Keyword expression syntax
MiaRec supports very powerful expression syntax for matching keywords / phrases in text.
The following operators are supported:
- AND
- OR
- &
- |
- NOT
- NOTIN
- NEAR
- NOTNEAR
- ONEAR
- MATCHES
Additionally, it supports:
- parentheses "(" and ")" for grouping.
- Wildcard
Boolean operators (AND, OR, NOT, & and |)
Expression | Description |
---|---|
quick OR brown | matches "quick fox" and "brown fox" |
quick AND fox | matches "quick fox" |
NOT brown AND fox | matches "quick fox" but not "brown fox" |
Synonyms & and I
Symbols &
and |
are synonyms to AND
and OR
respectively.
Expression | Equivalent form |
---|---|
quick | brown | quick OR brown |
quick & fox | quick AND fox |
(quick | brown | grey ) & fox | (quick OR brown OR grey) AND fox |
When using |
and &
symbols, a space charter between words is optional. The following are valid expressions:
- (quick | brown | grey ) & fox
- (quick|brown|grey)\&fox
Case in operator names
A case in operator name is important. AND
is treated as an operator, while and
is treated literally as a word and
in text "what a beautiful and amazing day".
Order of term match
An order of matched words is not taken into account. If an order is important, then use ONEAR
operator.
Expression | Description |
---|---|
quick AND fox | matches both "quick fox" and "fox quick" |
Distance between matched words
A distance between words is not taken into account. Use operators quoted term or NEAR
, ONEAR
and NOTNEAR
if a distance is important.
Expression | Description |
---|---|
quick AND fox | matches both "quick fox" and "quick dog was chasing a fox" |
"quick fox" | matches "dog was chasing a quick fox" bot not "quick dog was chasing a fox" |
quick NEAR:3 fox | matches "quick fox" and "quick and cute fox" but not "quick dog was chasing a fox", because of a distance between quick and fox words is more than 3 words. |
Quoted term
Use quotes ("
) to search for an exact phrase.
Expression | Description |
---|---|
"quick fox" | matches "dog was chasing a quick fox" bot not "quick dog was chasing a fox" |
quick fox | matches both "quick fox" and "quick dog was chasing a fox", because of such expression is equivalent to "quick NEAR:5 fox", i.e. words quick and fox can be found up to 5 words in distance between each other. |
Wildcards
A wildcard character is used to substitute one or more characters in a string.

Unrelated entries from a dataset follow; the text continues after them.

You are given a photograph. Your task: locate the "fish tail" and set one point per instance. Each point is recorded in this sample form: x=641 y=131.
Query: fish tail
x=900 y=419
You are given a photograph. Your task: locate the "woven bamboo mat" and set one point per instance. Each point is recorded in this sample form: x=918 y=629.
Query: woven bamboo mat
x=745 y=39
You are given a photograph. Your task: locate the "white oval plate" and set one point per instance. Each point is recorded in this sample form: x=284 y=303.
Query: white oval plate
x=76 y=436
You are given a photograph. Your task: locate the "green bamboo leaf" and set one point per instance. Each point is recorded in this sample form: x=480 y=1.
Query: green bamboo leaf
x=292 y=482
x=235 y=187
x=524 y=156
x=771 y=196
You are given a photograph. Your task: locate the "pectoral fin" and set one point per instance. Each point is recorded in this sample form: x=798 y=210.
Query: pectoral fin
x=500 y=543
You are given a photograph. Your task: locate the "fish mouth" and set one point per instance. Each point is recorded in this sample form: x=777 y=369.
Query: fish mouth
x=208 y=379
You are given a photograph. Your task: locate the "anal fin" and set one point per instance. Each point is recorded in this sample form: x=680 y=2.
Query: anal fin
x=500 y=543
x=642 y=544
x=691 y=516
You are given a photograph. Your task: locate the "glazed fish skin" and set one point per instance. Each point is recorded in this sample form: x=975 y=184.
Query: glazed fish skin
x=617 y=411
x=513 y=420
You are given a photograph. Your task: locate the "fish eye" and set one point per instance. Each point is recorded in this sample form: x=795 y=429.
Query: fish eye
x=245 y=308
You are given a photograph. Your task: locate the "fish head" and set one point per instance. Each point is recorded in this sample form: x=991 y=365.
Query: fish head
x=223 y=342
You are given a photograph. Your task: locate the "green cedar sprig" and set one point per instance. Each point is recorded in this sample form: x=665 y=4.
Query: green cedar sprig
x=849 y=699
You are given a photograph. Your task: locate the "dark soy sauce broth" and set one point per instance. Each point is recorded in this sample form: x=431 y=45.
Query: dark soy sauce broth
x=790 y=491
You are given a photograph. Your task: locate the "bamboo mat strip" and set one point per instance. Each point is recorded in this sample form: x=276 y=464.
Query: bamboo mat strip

Supported wildcard characters:
Symbol | Description | Example |
---|---|---|
* | Represents zero or more characters | bl* finds bl, black, blue, and blob |
? | Represents a single character | h?t finds hot, hat, and hit |
[ ] | Represents any single character within the brackets | h[oa]t finds hot and hat, but not hit |
! | Represents any character not in the brackets | h[!oa]t finds hit, but not hot and hat |
- | Represents a range of characters | c[a-b]t finds cat and cbt |
To use one wildcard characters literally, escape it with \
symbol. For example yes\! expression will find yes! text.
Grouping
Multiple terms or clauses can be grouped together with parentheses, to form sub-queries:
Examples:
- (quick OR brown) AND fox
- (quick | brown | grey) fox
- NOT brown AND (fox OR dog)
Proximity operators (NEAR, ONEAR, NOTNEAR, NOTIN)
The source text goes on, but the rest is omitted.